Well it's been a couple of years since I had my hands on a gull, but the good thing about gulls is that they are long-lived, fly around the world and teach us important lessons. U0JD is such a gull. I ringed it in January 2010 with Amir Ben Dov (who has recently won the Bird Photographer of the Year award) and Francis Argyle at Ashdod as a 2cy (hatched 2009). It was young and ugly back then, and to be honest we were not sure what it was. It kept returning to winter in Ashdod as it matured, and we had a idea it was a Heuglin's Gull. However, the moult was not quite right for Heuglin's (too early), in fact it was closer to Lesser Black-backed.
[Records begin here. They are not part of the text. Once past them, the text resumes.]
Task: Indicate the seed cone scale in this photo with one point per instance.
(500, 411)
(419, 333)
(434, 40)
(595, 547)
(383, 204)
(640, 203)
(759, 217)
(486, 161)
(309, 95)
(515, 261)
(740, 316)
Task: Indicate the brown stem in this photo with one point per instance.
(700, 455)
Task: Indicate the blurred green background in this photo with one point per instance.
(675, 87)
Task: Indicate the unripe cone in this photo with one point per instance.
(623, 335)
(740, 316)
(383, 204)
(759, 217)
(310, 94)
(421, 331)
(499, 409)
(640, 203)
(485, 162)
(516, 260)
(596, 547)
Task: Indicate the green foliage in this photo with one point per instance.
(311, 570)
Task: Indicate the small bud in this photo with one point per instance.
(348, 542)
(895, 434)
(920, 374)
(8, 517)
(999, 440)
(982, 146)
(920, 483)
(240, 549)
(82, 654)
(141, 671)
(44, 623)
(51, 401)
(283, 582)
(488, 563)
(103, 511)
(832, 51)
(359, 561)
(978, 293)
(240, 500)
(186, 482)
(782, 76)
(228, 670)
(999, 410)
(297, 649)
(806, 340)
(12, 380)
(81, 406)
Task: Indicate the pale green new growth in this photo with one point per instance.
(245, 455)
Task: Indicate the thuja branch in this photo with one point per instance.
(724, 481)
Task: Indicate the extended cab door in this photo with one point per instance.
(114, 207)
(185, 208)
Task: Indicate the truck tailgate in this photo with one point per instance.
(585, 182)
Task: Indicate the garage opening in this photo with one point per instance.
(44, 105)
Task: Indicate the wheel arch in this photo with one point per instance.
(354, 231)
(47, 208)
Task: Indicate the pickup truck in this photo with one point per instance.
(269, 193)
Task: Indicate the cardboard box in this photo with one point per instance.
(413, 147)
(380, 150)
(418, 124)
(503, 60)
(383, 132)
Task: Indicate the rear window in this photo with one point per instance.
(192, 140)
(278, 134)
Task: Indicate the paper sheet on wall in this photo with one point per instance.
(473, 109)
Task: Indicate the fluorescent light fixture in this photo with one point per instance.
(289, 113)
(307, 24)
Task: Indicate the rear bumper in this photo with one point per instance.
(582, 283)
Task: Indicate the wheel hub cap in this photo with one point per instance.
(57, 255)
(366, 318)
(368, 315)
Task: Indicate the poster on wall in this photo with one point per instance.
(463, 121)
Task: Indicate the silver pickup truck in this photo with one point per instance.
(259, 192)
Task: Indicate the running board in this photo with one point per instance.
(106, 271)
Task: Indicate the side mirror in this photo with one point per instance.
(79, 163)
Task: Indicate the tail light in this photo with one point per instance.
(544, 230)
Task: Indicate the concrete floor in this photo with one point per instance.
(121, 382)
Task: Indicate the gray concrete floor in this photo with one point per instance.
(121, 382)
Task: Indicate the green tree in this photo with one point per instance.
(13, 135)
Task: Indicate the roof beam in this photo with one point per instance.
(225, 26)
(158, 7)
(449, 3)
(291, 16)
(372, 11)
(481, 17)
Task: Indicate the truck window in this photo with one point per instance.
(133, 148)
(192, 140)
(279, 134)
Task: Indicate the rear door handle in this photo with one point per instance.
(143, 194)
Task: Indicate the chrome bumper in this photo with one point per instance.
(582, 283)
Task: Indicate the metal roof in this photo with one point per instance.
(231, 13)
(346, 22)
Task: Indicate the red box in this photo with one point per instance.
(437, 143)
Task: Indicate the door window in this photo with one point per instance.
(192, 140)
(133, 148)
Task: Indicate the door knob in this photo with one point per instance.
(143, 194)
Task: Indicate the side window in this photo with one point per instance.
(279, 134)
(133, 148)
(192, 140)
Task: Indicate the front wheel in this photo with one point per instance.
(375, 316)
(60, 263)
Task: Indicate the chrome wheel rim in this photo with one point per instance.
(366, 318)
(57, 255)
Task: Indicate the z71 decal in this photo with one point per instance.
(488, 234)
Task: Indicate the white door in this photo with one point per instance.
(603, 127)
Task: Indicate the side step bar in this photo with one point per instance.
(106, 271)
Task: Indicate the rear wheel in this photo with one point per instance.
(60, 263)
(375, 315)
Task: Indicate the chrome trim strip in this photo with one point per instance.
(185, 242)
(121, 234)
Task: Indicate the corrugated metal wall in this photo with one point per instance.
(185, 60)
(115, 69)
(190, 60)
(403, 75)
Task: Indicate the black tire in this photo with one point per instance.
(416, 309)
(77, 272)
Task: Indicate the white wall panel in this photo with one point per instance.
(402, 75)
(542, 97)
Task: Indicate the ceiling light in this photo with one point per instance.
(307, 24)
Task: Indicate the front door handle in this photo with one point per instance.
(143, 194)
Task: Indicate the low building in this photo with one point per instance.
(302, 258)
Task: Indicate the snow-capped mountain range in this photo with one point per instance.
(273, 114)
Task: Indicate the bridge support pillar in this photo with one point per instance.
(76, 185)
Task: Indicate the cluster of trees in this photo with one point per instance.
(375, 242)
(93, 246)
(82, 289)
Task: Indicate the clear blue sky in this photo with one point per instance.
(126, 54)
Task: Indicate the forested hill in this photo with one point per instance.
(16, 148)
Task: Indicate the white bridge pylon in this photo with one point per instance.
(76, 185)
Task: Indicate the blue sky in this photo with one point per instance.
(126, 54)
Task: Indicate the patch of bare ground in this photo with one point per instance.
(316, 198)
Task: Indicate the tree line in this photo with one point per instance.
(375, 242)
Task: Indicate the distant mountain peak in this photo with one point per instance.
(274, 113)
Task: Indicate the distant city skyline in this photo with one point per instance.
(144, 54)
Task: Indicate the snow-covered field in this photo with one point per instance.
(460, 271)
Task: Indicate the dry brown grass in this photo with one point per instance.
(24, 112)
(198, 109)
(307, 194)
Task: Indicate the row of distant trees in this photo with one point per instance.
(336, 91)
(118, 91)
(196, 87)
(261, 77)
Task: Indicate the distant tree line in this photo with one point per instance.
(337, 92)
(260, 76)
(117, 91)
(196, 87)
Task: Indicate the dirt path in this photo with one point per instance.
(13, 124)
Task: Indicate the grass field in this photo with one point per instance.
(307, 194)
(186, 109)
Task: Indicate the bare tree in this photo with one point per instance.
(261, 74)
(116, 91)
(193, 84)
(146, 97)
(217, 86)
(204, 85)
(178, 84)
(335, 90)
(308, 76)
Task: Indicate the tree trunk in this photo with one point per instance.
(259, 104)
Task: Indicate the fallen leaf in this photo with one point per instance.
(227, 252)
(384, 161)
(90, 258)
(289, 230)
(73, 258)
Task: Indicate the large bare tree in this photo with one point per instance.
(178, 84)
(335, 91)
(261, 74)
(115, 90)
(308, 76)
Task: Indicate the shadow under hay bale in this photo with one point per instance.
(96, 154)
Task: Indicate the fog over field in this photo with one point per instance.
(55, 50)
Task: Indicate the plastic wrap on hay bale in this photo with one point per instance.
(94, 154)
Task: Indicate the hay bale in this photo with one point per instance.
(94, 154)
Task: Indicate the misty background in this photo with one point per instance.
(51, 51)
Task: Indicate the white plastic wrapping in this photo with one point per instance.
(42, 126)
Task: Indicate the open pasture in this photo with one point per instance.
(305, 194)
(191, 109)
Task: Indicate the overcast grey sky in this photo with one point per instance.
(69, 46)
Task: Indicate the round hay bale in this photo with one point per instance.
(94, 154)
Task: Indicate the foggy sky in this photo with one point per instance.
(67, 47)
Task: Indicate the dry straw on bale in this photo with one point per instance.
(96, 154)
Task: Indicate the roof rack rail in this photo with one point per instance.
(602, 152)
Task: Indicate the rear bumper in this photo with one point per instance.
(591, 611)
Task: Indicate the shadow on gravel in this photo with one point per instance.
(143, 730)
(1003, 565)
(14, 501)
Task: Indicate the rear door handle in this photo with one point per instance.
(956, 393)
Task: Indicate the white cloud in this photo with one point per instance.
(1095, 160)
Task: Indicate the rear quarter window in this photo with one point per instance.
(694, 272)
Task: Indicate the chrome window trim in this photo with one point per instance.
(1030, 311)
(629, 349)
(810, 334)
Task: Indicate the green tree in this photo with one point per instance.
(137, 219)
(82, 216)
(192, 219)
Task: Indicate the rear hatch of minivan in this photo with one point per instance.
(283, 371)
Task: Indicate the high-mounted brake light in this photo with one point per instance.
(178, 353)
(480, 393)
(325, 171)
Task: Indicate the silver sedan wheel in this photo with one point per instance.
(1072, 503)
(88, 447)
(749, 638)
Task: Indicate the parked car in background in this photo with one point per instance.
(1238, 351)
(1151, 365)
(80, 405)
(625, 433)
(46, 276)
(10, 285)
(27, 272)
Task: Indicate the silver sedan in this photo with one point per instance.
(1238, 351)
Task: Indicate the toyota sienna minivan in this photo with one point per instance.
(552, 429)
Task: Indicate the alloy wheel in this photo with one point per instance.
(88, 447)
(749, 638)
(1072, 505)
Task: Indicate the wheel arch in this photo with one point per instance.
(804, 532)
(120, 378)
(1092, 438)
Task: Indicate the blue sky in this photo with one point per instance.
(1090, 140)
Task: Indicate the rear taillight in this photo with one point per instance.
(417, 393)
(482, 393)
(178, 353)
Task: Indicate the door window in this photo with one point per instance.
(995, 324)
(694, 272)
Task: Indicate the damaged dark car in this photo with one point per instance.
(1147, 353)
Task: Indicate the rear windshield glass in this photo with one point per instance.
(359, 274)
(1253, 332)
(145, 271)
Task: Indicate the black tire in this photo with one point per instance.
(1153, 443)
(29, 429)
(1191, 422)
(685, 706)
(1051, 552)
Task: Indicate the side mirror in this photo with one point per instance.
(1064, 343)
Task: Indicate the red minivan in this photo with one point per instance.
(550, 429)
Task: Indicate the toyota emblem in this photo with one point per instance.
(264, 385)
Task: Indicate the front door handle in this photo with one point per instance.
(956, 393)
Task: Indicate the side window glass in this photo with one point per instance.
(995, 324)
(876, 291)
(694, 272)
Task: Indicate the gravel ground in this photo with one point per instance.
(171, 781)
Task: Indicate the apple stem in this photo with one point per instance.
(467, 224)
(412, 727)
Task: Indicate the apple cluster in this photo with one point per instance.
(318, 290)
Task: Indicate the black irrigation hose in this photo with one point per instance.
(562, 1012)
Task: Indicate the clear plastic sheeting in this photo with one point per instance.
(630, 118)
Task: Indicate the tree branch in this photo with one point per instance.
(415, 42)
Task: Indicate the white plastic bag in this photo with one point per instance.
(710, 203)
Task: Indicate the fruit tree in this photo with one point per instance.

Here you can see a collection of Amir Ben Dov's excellent images:
January 2010 - ringed
Me and Francis handling U0JD
In April 2013, only nine days after leaving Israel, this individual was observed in southeastern Poland by Mariusz Dabek (2590 km!), and stirred quite a debate among some gull experts about its identity. There are no records of heuglini in Poland to date, and it was thought that bird is an intermedius / fuscus type thing, from the N Norway colonies. This famous bird was well documented by Amir, and has a page of its own on gullresearch.org.
A few days ago exciting news, bad rather sad, reached us from Germany: Rolf Zimmerman found U0JD's remains near Köln, western Germany, on 15/10/15. Sadly this bird will not give us anymore information, but it is interesting to think where it was heading to and from where. It's an extremely western location, and I doubt if it was heading south from the N Norway colonies. I guess that it bred somewhere in northwestern Europe, but who knows. Anyway, with such a westerly location, and rather pale mantle, it could fall into graelsii group quite OK?